Follow-up: decision timeline for whether to include i386 in 20.04 [Was Re: Proposal: Let's drop i386]
Steve Langasek
steve.langasek at ubuntu.com
Mon Feb 18 22:31:21 UTC 2019
Hello,
A belated follow-up to this discussion.
On Tue, May 15, 2018 at 02:43:57PM -0700, Walter Lapchynski wrote:
> On 2018-05-14 12:38, Steve Langasek wrote:
> > this is a cost largely paid by Canonical (both in terms of
> > infrastructure, and in terms of engineering work to keep the base system
> > working). It's not very compelling to say that Canonical should continue
> > bearing these costs out of pocket
> There's been a lot of talk amongst the flavors of dropping i386, but I
> think rather than making it a flavor decision, it would be a lot simpler
> if Canonical would just put their foot down and say they won't be
> providing the infrastructure and engineering for i386 images. Then if
> flavors want to continue doing it, they'll have to deal with those
> resources on their own. It seems to me the vast majority of flavors are
> interested in dropping it and have already. That said, why not just make
> the decision for the rest of the folks hanging on to it?
This is what I tried to make clear up thread at the time: there is no need
for a unanimous decision among flavors about whether to drop i386 images,
/so long as/ i386 is a supported architecture in the archive for the devel
release. The real question is whether i386 is still supportable (and
justifiable) as a release architecture at all in the 20.04 timeframe.

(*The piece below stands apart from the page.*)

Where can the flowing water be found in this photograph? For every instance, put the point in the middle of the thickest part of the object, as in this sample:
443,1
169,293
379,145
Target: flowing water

There are significant technical concerns raised about whether we can
continue to provide the expected security support for i386 over the lifetime
of Ubuntu 20.04. Certainly, we know that running a 32-bit i386 kernel on
recent 64-bit Intel chips makes for a weaker security story today than using
a 64-bit kernel; and as usage of i386 continues to decrease more broadly in
the ecosystem, we can expect it to increasingly be a challenge to keep
software in the Ubuntu archive buildable for this target.
In preparation for the possibility that we will not want to ship i386 in
20.04 LTS, automated upgrades to 18.10 were disabled on i386, enabling users
of i386 to stay on the LTS which will be supported until 2023 instead of
being islanded on a non-LTS release supported only until early 2021.
A final decision about whether to discontinue the i386 port of Ubuntu for
20.04 LTS will be made around the middle of 2019.
--
Steve Langasek Give me a lever long enough and a Free OS
Debian Developer to set it on, and I can move the world.